Tuesday, September 21, 2021

The Queries Expansion on Biomedical Terminologies: Toward a Comparison of Knowledge Representation Artifacts for Information Retrieval - Juniper Publishers

Trends in Technical & Scientific Research - Juniper Publishers

Abstract

We live in a period in which there is a remarkable availability of information. However, we still demand improvements in methods for information retrieval, including those applied to scientific papers. We focus here on artifacts of knowledge representation as a way to provide mechanisms for query expansion, as part of an ongoing project that aims to compare the effectiveness of biomedical terminologies regarding information retrieval, we present a research framework and the partial results obtained thus far.

Keywords: Biomedical ontology; Query expansion; Biomedical terminologies

Introduction

Since academic articles are valorized as instruments for the preservation and transmission of scientific knowledge, information retrieval (IR) is a crucial field. There is a growing interest in themes related to databases, information systems, knowledge bases, and integrated systems for purposes of IR in fruitful areas as Biomedicine [1].

The interest in this topic arose from the observation that artifacts of knowledge representation have large terminological and conceptual scope; namely, they are able to provide highly expressive conceptual connections through terms and relationships [2]. In considering this perspective, such artifacts are also becoming more important for IR, for example, because of the possibility of expanding queries. Expanding queries can be a method for improving information retrieval by finding scientific articles belonging to the same theme as that represented by the artifact [3].

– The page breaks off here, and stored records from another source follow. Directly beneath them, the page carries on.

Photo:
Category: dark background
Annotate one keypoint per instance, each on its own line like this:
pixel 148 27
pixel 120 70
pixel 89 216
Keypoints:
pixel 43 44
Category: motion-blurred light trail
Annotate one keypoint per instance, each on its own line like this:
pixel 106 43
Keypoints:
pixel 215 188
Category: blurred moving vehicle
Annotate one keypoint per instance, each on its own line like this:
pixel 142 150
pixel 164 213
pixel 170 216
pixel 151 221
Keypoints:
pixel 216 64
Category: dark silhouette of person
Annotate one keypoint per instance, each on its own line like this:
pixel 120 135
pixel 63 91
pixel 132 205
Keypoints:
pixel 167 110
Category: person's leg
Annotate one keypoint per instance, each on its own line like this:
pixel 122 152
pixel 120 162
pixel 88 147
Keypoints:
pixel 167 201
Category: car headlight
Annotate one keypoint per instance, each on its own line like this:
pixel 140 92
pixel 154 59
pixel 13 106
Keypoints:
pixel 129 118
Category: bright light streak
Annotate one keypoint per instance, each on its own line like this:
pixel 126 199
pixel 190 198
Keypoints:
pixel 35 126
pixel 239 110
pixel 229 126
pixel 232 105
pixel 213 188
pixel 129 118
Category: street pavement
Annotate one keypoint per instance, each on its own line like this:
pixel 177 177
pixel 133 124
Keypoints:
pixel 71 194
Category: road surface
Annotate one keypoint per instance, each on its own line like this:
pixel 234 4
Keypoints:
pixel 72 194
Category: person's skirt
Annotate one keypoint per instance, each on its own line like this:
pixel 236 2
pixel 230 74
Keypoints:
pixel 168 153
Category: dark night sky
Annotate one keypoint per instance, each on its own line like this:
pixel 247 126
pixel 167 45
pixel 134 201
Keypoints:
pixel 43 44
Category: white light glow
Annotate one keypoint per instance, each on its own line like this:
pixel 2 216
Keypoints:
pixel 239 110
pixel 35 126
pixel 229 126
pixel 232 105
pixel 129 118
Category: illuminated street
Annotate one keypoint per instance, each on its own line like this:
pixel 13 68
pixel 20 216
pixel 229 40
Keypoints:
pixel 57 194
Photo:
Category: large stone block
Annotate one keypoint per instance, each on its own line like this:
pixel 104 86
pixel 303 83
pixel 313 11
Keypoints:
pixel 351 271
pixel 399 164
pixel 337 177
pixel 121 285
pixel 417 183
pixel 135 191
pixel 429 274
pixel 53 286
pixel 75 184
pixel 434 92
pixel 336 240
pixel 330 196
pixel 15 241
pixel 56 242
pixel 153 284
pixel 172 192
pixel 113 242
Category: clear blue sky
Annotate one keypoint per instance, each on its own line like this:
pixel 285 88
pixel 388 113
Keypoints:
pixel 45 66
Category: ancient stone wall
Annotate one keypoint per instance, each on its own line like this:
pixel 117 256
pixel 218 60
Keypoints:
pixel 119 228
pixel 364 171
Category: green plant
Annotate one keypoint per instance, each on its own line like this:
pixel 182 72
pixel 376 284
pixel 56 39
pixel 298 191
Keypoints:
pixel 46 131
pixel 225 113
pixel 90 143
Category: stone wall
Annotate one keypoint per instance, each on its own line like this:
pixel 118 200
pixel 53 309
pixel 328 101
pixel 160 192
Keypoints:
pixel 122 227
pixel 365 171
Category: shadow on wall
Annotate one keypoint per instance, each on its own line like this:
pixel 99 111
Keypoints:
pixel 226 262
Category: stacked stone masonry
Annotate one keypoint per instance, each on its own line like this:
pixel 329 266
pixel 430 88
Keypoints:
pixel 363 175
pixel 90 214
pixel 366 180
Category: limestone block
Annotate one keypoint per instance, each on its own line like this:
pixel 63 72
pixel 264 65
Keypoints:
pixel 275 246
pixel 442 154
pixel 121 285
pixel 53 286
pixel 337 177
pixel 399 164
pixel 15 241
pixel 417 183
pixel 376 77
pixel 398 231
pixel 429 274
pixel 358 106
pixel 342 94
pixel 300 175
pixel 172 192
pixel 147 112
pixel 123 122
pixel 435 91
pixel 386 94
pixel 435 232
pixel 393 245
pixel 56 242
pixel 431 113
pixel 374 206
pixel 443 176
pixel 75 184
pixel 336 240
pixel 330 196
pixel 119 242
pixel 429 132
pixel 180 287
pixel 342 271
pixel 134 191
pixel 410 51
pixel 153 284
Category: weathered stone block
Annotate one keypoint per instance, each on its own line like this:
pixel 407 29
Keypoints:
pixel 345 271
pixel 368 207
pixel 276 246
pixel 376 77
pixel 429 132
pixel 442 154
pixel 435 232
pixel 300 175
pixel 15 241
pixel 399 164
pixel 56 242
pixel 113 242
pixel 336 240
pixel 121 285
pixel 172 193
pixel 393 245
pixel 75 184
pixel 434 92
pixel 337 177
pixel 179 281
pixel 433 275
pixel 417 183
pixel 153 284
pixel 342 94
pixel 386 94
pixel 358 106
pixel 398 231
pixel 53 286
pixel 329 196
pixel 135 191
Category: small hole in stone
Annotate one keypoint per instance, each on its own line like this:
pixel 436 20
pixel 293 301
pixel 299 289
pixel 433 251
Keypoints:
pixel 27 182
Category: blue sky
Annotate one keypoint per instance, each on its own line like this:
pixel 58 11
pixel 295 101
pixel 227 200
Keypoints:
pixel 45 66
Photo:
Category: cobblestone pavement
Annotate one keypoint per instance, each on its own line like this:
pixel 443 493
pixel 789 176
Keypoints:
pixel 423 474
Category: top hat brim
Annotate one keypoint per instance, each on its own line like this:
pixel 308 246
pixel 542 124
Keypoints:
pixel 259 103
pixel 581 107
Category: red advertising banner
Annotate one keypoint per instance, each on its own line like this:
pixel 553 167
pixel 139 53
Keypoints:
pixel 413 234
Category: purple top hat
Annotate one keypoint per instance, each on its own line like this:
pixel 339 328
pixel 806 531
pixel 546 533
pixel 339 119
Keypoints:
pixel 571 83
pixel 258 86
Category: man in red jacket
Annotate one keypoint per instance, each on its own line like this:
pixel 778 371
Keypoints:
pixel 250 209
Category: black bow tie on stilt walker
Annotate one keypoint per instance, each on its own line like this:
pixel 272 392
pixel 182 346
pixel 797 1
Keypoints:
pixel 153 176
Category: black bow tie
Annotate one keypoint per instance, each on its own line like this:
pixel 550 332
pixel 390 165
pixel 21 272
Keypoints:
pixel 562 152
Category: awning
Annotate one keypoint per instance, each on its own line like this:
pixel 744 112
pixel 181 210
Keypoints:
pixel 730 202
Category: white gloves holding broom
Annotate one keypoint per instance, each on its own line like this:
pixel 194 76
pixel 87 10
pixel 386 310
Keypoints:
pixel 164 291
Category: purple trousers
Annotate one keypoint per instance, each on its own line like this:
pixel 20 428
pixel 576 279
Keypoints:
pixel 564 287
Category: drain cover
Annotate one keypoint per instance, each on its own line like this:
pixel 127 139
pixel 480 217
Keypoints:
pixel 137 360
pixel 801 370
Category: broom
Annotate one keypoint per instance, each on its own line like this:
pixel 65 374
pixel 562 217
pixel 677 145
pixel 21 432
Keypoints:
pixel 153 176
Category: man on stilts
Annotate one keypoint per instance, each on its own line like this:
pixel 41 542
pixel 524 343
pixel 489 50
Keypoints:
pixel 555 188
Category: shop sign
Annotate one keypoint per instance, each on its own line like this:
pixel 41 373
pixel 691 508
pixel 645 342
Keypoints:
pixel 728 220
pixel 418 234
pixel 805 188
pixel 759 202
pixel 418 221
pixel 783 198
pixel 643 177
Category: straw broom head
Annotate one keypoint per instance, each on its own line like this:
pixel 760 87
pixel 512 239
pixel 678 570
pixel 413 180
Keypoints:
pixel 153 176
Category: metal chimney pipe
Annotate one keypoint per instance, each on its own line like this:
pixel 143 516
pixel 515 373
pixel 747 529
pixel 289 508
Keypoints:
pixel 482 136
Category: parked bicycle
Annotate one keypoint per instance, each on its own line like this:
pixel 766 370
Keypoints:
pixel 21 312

The present work aims to investigate the recall of scientific articles through IR process using two instruments of knowledge representation in the biomedical field: namely, Systematized Nomenclature of Medicine - Clinical Terms (SNOMED CT) and Medical Subject Headings (MeSH). To achieve our goal, we have performed:

a) The construction of a database for the persistence of scientific articles.

b) The development of algorithms for performing expanded queries with hierarchical and axiomatic relationships of the database.

c) The submission of queries to the database.

d) The comparison of statistical results.

Methodology

The main process aims to be realized in stages that demand the following technical and technological aspects summarized in Figure 1. These steps include:

a) Obtaining terminological artifacts, namely, Systematized Nomenclature of Medicine - Clinical Terms (SNOMED CT) and Medical Subject Headings (MeSH).

b) Selecting scientific articles for analysis, in obstetrics and geriatrics, from the BioMed Central Ltd (BMC) collection.

c) Extraction of data in PDF format for plain text.

d) Adjustments in terminological artifacts, to facilitate the computational tasks.

e) Identification of biomedical terms using natural language processing algorithms.

f) Extraction of hierarchical terms as the first strategy in query expansion.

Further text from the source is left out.